Pagination in User Management
Using the pagination functionality, you can view 10 users on a single page.

Customer Profile

You can find the Customer table on the Customer Profile page. This table has the following columsn: Customer ID, Customer Name, Status, and Actions. You can perform all customer-related operations on this page.

Add Customers
You can add a customer by clicking on the + Create New Customer button. Save it by filling out all of the required fields in the Create or edit a customer form.

Edit Customers
You can update customers by clicking on the Edit icon. Save it by filling out all of the required fields in the Create or edit a customer form.

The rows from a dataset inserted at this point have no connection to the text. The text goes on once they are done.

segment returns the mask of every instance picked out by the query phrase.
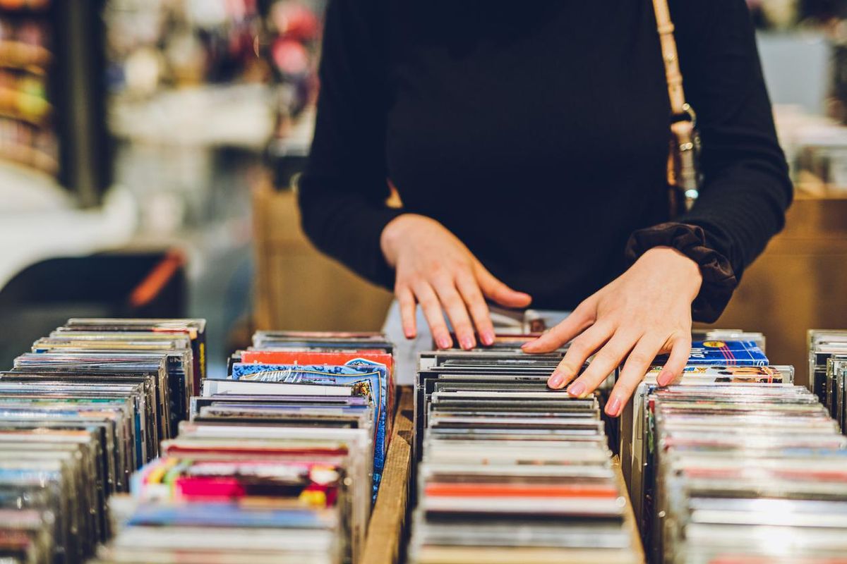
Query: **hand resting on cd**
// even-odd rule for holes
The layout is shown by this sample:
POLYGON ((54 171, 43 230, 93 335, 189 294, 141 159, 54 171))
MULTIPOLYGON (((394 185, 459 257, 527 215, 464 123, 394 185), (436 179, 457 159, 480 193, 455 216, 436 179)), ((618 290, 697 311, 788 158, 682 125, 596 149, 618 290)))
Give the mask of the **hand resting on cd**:
POLYGON ((547 385, 560 389, 570 383, 567 392, 576 397, 594 392, 624 363, 606 406, 608 415, 617 417, 657 354, 670 353, 660 385, 682 374, 691 350, 691 303, 701 282, 694 260, 670 247, 656 247, 523 351, 550 352, 573 339, 547 385))
POLYGON ((396 272, 394 293, 407 338, 413 338, 417 332, 417 304, 421 304, 440 348, 452 346, 442 313, 446 312, 459 345, 470 349, 476 346, 474 327, 482 344, 494 342, 486 298, 512 308, 525 308, 532 301, 528 294, 495 278, 462 241, 429 217, 398 216, 383 229, 379 244, 396 272))

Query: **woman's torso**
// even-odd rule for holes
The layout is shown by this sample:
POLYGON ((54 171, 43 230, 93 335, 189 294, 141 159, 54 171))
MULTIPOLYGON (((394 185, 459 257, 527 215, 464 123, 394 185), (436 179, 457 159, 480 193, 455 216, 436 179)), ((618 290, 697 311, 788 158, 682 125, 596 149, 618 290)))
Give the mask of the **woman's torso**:
POLYGON ((650 1, 387 4, 386 160, 405 207, 540 307, 620 274, 629 234, 667 219, 650 1))

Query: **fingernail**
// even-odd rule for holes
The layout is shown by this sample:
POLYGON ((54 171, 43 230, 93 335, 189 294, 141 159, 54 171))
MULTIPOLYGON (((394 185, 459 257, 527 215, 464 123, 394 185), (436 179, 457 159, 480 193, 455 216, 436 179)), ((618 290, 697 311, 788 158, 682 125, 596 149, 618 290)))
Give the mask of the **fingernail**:
POLYGON ((621 412, 621 398, 612 396, 609 403, 606 406, 606 413, 610 417, 617 417, 621 412))
POLYGON ((567 387, 567 393, 573 397, 582 397, 585 393, 585 384, 579 381, 573 382, 567 387))

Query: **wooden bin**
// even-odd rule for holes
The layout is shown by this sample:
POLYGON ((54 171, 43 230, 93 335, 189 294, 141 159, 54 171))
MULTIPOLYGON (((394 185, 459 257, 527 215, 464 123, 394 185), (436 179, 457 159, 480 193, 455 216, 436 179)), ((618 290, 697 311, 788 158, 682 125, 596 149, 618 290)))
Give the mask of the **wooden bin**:
POLYGON ((391 295, 320 254, 300 228, 293 190, 253 192, 257 329, 379 331, 391 295))
MULTIPOLYGON (((398 564, 405 560, 406 541, 409 533, 407 518, 412 510, 409 507, 410 488, 415 487, 415 485, 410 482, 412 476, 413 413, 413 389, 412 386, 398 388, 397 413, 394 419, 391 443, 388 449, 382 483, 371 513, 362 556, 362 561, 365 564, 398 564)), ((626 526, 633 538, 636 560, 644 562, 645 552, 641 537, 635 524, 632 502, 627 494, 620 463, 617 457, 613 461, 613 468, 622 494, 627 497, 626 526)))
POLYGON ((391 442, 362 555, 364 564, 402 561, 405 541, 408 537, 409 488, 413 487, 410 479, 414 392, 411 386, 400 387, 397 392, 397 413, 394 418, 391 442))

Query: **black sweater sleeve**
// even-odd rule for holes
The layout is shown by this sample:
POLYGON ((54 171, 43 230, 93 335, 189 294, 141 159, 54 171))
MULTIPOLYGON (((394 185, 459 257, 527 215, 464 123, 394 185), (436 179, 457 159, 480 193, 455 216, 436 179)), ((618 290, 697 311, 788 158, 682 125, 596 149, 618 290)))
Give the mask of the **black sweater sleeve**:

You can activate/inactivate any customer.

Filter Customers
You can filter customers by the Status column, using the Status filter.

Search Customers
You can search for a particular customer by any column, using the Search functionality.

Pagination in Customer Profile
Using pagination functionality, you can view 10 customers on a single page.

Data Ingestion Settings

On this page, you can perform Data Ingestion, Invalid Use Case Report, and Allowed Values related operations.

Start Ingestion
You can run ingestion using the Start Ingestion button.

Invalid Use Cases Report
You can download the Invalid Use Cases report in Excel format by clicking the Invalid use cases report button.

Add Allowed Values
You can add allowed values using the + Add allowed values button, and filling in all of the required fields in the pop-up.

Search Allowed Values
You can search for particular allowed values or lists of allowed values, using the search functionality.

Delete Allowed Values
You can delete allowed values by clicking the Delete icon, and confirming on the pop-up that follows.

Pagination for Allowed Values
Using the pagination functionality, you can view 10 allowed values on a single page.

You can log out from the GovOps application by clicking the Logout button and selecting Yes on the pop-up that follows.